高齢者世帯の所得は全世帯の約6割

2025年7月4日に厚生労働省が公表した「令和6年 国民生活基礎調査の概況」では、高齢者世帯と他の世帯の平均所得額が分かる。そしてその内訳を見ると、顕著な違いが存在する。

まず全世帯では、働いて得る所得である「稼働所得」が72.9%と圧倒的に高く、「公的年金・恩給※」は21.0%。一方で高齢者世帯では、公的年金・恩給が63.5%と全体の約3分の2を占め、稼働所得は25.3%にとどまる。

※旧制度の公務員年金等

各種世帯の所得の種類別1世帯当たり平均所得金額を表した図表
 
出所:厚生労働省「2024(令和6)年 国民生活基礎調査の概況」
 

高齢者世帯の主な収入源は公的年金で、全世帯とは収入構造が大きく異なる。さらに所得金額そのものも全世帯の平均536万円に対し、高齢者世帯は314万8000円と約6割の水準だ。

総所得が最も多いのは「児童のいる世帯」約820万円

世帯別に見ると、収入構造の違いがより鮮明になる。高齢者世帯以外の世帯の平均総所得額は666万7000円。また、児童のいる世帯は同820万5000円と最も高い。両世帯とも稼働所得が86.1%、92.8%とほとんどを占める。

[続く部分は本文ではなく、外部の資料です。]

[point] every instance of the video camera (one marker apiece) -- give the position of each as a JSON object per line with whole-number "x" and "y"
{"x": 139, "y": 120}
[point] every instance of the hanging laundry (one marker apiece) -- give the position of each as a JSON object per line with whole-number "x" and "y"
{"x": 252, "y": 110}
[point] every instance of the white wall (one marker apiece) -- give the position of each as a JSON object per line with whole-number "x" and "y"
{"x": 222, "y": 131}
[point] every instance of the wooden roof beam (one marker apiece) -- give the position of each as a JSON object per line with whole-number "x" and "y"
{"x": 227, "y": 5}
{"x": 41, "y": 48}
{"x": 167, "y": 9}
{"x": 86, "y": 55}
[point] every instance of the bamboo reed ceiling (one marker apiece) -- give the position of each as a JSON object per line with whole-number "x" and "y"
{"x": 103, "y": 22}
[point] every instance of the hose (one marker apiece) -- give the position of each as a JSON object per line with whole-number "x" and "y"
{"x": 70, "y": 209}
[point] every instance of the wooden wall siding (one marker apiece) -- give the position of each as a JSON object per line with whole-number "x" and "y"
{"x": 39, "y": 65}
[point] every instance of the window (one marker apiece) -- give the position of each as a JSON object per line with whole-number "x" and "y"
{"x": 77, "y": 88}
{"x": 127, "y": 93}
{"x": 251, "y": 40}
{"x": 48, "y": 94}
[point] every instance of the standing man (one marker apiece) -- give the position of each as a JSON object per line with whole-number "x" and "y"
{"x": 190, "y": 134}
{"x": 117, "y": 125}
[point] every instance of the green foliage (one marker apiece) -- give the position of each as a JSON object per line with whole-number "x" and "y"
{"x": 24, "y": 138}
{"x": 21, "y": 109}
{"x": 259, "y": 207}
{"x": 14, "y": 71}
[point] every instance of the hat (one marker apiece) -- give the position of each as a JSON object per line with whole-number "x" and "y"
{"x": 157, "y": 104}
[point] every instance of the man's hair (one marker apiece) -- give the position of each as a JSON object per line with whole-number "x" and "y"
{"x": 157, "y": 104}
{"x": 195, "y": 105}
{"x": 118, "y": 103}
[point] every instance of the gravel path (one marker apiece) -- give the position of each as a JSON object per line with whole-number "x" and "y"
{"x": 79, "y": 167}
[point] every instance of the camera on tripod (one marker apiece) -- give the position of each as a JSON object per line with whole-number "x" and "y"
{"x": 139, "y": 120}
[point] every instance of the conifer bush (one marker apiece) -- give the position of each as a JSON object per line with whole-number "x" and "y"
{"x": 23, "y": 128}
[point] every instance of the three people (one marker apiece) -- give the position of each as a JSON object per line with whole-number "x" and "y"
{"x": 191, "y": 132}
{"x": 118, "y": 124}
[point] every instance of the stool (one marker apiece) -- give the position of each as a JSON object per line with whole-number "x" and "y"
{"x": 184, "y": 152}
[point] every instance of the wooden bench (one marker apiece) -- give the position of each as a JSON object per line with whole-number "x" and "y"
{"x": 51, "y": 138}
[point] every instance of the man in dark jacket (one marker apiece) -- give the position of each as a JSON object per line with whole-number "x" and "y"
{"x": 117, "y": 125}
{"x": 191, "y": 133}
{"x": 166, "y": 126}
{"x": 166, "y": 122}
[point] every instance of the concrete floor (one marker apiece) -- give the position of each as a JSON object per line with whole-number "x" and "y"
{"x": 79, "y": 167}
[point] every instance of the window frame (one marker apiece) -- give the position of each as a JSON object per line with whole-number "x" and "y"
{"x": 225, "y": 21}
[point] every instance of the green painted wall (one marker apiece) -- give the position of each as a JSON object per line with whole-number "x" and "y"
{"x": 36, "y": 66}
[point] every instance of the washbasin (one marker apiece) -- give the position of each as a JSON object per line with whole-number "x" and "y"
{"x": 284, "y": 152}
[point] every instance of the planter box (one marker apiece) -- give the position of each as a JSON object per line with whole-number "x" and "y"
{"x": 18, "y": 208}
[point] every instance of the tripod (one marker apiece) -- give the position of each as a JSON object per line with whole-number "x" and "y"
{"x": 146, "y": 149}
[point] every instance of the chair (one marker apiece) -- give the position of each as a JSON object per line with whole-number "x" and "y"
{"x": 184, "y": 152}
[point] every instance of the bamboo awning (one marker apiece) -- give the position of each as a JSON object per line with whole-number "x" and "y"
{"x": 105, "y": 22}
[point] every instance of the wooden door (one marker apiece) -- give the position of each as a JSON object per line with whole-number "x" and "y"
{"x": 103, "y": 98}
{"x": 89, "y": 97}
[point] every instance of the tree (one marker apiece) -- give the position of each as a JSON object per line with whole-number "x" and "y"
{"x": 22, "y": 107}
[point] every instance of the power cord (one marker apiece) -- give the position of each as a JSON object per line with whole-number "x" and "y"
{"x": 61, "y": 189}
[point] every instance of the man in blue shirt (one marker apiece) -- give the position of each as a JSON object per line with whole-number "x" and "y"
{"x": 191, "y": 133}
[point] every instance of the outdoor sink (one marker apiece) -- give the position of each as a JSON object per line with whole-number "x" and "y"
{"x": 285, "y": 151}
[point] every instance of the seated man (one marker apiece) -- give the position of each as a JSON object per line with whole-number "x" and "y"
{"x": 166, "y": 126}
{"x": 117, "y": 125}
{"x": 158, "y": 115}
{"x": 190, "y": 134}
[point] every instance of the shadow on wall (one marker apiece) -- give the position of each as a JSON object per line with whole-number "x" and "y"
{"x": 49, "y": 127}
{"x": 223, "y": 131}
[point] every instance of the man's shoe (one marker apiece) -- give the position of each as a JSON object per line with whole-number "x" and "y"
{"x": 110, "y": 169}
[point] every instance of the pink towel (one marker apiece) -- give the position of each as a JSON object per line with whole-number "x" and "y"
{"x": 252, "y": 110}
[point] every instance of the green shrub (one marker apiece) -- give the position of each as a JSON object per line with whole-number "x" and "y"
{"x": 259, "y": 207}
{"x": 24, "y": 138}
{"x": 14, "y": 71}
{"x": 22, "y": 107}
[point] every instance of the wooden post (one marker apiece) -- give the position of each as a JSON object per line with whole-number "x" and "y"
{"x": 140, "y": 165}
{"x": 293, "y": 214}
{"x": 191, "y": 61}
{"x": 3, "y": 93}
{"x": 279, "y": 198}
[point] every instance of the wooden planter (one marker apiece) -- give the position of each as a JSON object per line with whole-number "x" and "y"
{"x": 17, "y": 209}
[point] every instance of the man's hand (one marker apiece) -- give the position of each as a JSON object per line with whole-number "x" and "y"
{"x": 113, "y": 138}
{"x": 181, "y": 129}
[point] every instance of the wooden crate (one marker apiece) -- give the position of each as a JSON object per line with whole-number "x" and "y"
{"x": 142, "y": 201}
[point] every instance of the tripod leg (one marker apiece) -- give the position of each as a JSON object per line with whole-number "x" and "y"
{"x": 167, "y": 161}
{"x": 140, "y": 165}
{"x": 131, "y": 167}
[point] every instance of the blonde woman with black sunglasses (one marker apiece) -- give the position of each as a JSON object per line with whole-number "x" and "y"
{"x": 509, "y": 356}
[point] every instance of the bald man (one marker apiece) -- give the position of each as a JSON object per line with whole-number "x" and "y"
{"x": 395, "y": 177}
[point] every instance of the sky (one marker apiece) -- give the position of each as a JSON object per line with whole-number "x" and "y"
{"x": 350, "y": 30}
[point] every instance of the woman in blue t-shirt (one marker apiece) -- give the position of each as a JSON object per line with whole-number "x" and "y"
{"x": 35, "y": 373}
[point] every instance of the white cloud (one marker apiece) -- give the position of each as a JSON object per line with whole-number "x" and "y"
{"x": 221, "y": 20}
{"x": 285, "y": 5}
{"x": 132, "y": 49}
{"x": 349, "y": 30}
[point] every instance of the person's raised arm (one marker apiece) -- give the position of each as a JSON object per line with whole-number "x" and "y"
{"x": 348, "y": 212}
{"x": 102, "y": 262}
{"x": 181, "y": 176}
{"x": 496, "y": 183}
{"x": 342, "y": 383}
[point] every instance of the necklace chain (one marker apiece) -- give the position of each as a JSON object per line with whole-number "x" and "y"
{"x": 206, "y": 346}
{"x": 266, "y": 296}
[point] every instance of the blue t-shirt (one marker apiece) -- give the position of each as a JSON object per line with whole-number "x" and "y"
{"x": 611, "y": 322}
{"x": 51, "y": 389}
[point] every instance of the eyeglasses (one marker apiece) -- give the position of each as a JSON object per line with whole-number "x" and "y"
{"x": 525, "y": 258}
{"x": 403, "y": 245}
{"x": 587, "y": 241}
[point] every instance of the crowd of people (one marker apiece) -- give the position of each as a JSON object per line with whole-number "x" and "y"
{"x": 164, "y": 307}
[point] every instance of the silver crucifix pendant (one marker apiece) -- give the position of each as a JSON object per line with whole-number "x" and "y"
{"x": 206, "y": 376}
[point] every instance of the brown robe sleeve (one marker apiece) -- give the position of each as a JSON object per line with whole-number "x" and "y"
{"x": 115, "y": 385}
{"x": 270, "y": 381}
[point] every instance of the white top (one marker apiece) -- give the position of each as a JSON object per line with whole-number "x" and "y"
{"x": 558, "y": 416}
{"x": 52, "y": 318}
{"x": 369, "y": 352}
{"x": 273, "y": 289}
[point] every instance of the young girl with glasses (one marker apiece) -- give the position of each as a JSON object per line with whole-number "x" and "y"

一方で、高齢者世帯の総所得平均額は314万8000円で、高齢者世帯以外の世帯の約5割、児童のいる世帯の約4割の水準だ。

なお、高齢者世帯の所得の構成割合をみると「公的年金・恩給」が200万円で最も多く63.5%を占めている。次いで「稼働所得」が79万7000円(25.3%)、「仕送り・企業年金・個人年金等・その他の所得」18万9000円(6.0%)、「財産所得」が14万4000円(4.6%)となっている。